On March 21, 2023, the Company entered into and closed on a loan and security agreement (the “Avenue Credit Agreement”), and a supplement to the Credit Agreement (the “Avenue Supplement”), with Avenue Venture Opportunities Fund II, L.P. and Avenue Venture Opportunities Fund, L.P. (collectively, “Avenue”). The Avenue Credit Agreement provided for a convertible senior secured credit facility of up to an aggregate amount of $40 million, comprised of the following: (1) $15 million in term loans funded at closing, (2) $5 million of additional committed term loans which the Company received on September 26, 2023 under the First Amendment to the Avenue Credit Agreement (the “Avenue First Amendment”) and (3) $20 million of additional uncommitted term loans, collectively referred to as the “Avenue Facility”. The Company issued Avenue warrants to purchase $1.2 million of the Company’s common stock at an exercise price of $1.24, subject to adjustments, of which $660 thousand have been exercised (the “Avenue Warrants”). In addition, Avenue converted $2 million of the $15 million in term loans funded at closing into shares of the Company’s common stock at a price per share equal to $1.49. Proceeds from the Avenue Facility were used to repay the Company’s outstanding notes payable balances with CRG Financial. On August 5, 2025, the Company paid the remaining $14.0 million in outstanding principal payments on the Avenue Facility and the prepayment penalty as noted in the Avenue Credit Agreement. As of September 30, 2025, there are no principal payments remaining on the Avenue Facility.
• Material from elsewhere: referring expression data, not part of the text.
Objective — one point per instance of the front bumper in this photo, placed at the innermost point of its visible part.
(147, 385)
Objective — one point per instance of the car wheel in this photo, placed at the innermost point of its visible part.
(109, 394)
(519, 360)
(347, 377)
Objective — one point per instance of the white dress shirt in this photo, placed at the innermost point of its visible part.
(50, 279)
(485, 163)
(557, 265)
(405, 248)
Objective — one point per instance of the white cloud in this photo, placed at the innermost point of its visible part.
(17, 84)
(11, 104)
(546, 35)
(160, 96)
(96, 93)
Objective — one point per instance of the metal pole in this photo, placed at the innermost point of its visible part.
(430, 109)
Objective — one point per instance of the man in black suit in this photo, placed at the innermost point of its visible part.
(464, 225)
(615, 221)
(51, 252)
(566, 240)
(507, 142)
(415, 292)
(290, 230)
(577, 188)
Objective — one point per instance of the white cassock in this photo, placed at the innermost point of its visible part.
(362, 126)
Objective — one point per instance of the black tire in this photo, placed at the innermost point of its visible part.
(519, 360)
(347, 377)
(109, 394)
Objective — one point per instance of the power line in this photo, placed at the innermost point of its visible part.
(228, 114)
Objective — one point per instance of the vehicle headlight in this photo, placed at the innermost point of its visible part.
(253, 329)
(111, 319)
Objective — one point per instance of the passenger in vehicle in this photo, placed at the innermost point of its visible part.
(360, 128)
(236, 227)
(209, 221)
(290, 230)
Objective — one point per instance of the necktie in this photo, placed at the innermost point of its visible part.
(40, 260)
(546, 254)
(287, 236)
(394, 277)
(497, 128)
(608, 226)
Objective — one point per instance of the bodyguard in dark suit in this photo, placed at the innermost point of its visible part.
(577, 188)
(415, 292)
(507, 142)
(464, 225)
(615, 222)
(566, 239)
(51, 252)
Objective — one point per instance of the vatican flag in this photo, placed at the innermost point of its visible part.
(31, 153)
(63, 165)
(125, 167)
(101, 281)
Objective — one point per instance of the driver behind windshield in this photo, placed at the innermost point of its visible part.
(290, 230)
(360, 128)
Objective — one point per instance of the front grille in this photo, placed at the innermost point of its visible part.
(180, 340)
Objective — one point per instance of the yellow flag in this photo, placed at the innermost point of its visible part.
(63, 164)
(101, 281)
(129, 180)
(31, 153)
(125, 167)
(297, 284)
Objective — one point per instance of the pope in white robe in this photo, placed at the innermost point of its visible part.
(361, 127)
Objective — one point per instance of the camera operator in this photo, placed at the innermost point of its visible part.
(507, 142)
The Company recorded a loss on debt extinguishment of approximately $1.2 million within its unaudited condensed consolidated financial statements for the three and nine months ended September 30, 2025.

 

The Company entered into an At Market Issuance Sales Agreement (the “ATM Sales Agreement”) with B. Riley Securities, Inc. and Cantor Fitzgerald & Co. relating to the sale of its common stock. In accordance with the terms of the ATM Sales Agreement, the Company may, but is not obligated to, offer and sell, from time to time, shares of common stock, through or to the Agents, acting as agent or principal. Sales of common stock, if any, will be made by any method permitted that is deemed an “at the market offering” as defined in Rule 415 under the Securities Act. On June 7, 2024, the Company filed a shelf registration statement on Form S-3 under the Securities Act, which was declared effective on July 18, 2024 (the “2024 Shelf”). Under the 2024 Shelf at the time of effectiveness, the Company had the ability to raise up to $150.0 million by selling common stock, preferred stock, debt securities, warrants, and units including $53.3 million of its common stock under the ATM Sales Agreement. During the three months ended September 30, 2025, the Company sold 762,990 shares of common stock under the ATM Sales Agreement, with approximately $270 thousand in fees paid to the sales agent and net proceeds of $8.7 million. As of September 30, 2025, the Company had $44.6 million available under the ATM Sales Agreement.

 

The Company expects that its existing cash as of September 30, 2025 of $23.8 million will be sufficient to fund our planned operating expenses and capital expenditure requirements for at least the next 12 months from the issuance date of these unaudited condensed consolidated financial statements.